Los Angeles, CA (June 26, 2015) - KM Fine Arts is pleased to announce the first tier of their summer exhibition series MUSINGS: a dynamic group exhibition of sculptures and paintings by both contemporary New York and Los Angeles based KM artists paired with secondary market masters. KM Fine Arts is proud to announce representation of famed subversive artist, Judith Supine, whose work will be featured in MUSINGS alongside innovative work by seasoned gallery artists and important work from the secondary market. Also included in the exhibition are works by Ramsey Dau, whose first solo exhibition at KM Fine Arts, Los Angeles will opened September 12, 2015
Featured in the exhibition are works by Ramsey Dau, Victor Matthews, Philip Mount, Dana Louise Kirkpatrick, Cole Sternberg, and Judith Supine, paired with works by influential mid-century artists including Norman Bluhm, Alexander Calder, Marlene Dumas, Helen Frankenthaler, Michael Goldberg, and Wolf Kahn. The exhibition will be on view at KM Fine Arts | Los Angeles, 814 N. La Cienega Blvd, Los Angeles, CA, from July 7 – August 15, 2015.
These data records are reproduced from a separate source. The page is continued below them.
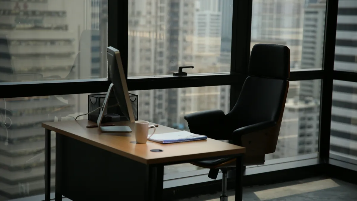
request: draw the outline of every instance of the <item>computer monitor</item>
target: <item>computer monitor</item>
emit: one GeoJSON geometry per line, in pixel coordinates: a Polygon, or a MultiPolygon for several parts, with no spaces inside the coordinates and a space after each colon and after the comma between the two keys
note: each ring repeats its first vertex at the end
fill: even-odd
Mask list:
{"type": "Polygon", "coordinates": [[[103,119],[103,112],[104,109],[108,106],[108,100],[112,90],[114,91],[114,95],[120,110],[124,116],[130,122],[135,121],[120,54],[119,50],[112,47],[108,47],[107,48],[107,56],[108,58],[108,73],[112,83],[109,86],[104,99],[103,108],[100,110],[97,124],[102,131],[104,132],[131,132],[131,129],[129,126],[100,126],[103,119]]]}

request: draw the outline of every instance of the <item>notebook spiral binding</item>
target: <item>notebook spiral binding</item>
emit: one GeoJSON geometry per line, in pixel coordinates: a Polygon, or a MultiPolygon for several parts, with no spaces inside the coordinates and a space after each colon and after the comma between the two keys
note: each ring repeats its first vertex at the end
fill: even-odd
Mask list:
{"type": "Polygon", "coordinates": [[[191,142],[192,141],[197,141],[197,140],[202,140],[203,139],[206,139],[207,136],[202,136],[201,137],[195,138],[189,138],[185,139],[173,140],[164,140],[162,141],[162,144],[170,144],[170,143],[177,143],[178,142],[191,142]]]}

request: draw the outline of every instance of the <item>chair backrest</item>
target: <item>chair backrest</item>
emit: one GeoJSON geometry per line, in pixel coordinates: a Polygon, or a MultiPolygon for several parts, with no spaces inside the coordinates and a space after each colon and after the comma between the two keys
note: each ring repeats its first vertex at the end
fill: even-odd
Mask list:
{"type": "Polygon", "coordinates": [[[248,77],[235,106],[227,114],[237,128],[266,121],[276,122],[272,144],[269,146],[271,150],[269,151],[272,152],[275,151],[277,142],[290,73],[290,50],[287,47],[255,45],[251,53],[248,77]]]}

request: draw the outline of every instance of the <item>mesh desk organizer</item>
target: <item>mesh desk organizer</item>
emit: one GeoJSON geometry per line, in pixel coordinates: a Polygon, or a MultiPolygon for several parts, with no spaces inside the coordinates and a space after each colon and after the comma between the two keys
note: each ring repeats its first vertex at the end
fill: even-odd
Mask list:
{"type": "MultiPolygon", "coordinates": [[[[103,106],[103,103],[104,101],[104,99],[105,98],[106,94],[91,94],[88,95],[88,112],[93,111],[99,107],[103,106]]],[[[131,106],[132,107],[133,112],[134,113],[134,117],[135,121],[138,119],[138,107],[139,104],[139,96],[135,94],[129,93],[129,97],[130,101],[131,102],[131,106]]],[[[117,104],[116,99],[114,93],[111,94],[109,97],[109,100],[108,100],[108,106],[109,107],[104,108],[104,114],[105,115],[107,114],[115,114],[120,116],[119,118],[120,121],[127,121],[127,119],[124,117],[122,113],[120,110],[120,108],[119,106],[110,107],[111,106],[117,104]]],[[[89,120],[97,122],[97,119],[99,116],[99,113],[100,110],[98,110],[88,114],[88,119],[89,120]]],[[[107,122],[109,121],[110,119],[107,118],[103,118],[102,121],[102,123],[107,122]]]]}

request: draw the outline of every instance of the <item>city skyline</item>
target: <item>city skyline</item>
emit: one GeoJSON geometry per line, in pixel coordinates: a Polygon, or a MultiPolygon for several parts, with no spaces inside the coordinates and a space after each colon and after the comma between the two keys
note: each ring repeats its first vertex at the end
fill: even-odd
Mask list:
{"type": "MultiPolygon", "coordinates": [[[[335,69],[355,72],[357,52],[350,42],[357,40],[357,22],[343,9],[357,8],[357,0],[339,1],[335,69]]],[[[183,65],[195,67],[185,69],[189,74],[229,72],[233,2],[130,0],[128,77],[171,75],[183,65]]],[[[321,69],[326,3],[253,0],[251,48],[286,45],[292,70],[321,69]]],[[[0,41],[6,41],[0,43],[1,82],[106,78],[108,6],[107,0],[0,1],[0,41]]],[[[277,149],[266,160],[317,156],[321,85],[321,80],[290,82],[277,149]]],[[[331,153],[351,159],[357,159],[356,89],[355,83],[333,82],[331,153]]],[[[215,109],[227,113],[230,104],[230,85],[130,93],[139,96],[139,118],[181,130],[188,130],[185,115],[215,109]]],[[[4,127],[9,120],[1,114],[0,177],[7,180],[0,179],[0,201],[42,192],[44,131],[39,125],[86,113],[87,95],[6,99],[12,123],[4,127]]],[[[0,109],[5,104],[0,100],[0,109]]],[[[165,168],[166,173],[196,170],[165,168]]]]}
Judith Supine was born in Portsmouth, Virginia, in 1978. Judith Supine is an artist living and working in Brooklyn, NY. Supine could not speak until a month after his seventeenth birthday. He could not physically articulate words, he could only squeak and grunt. Supine often drew pictures to communicate with his family. His mom saved all of his pictures, just one of many reasons why his mom is great.
Judith Supine uses materials that are free or at least very cheap. He uses an exacto-knife, glue sticks, cheap ugly paints and real sleazy magazines that make him sexually uncomfortable. Judith Supine gets his magazines out of people's trash, from the public library, from the dentist's offices, from his little sister's magazine collection, and from bankrupt porn shops.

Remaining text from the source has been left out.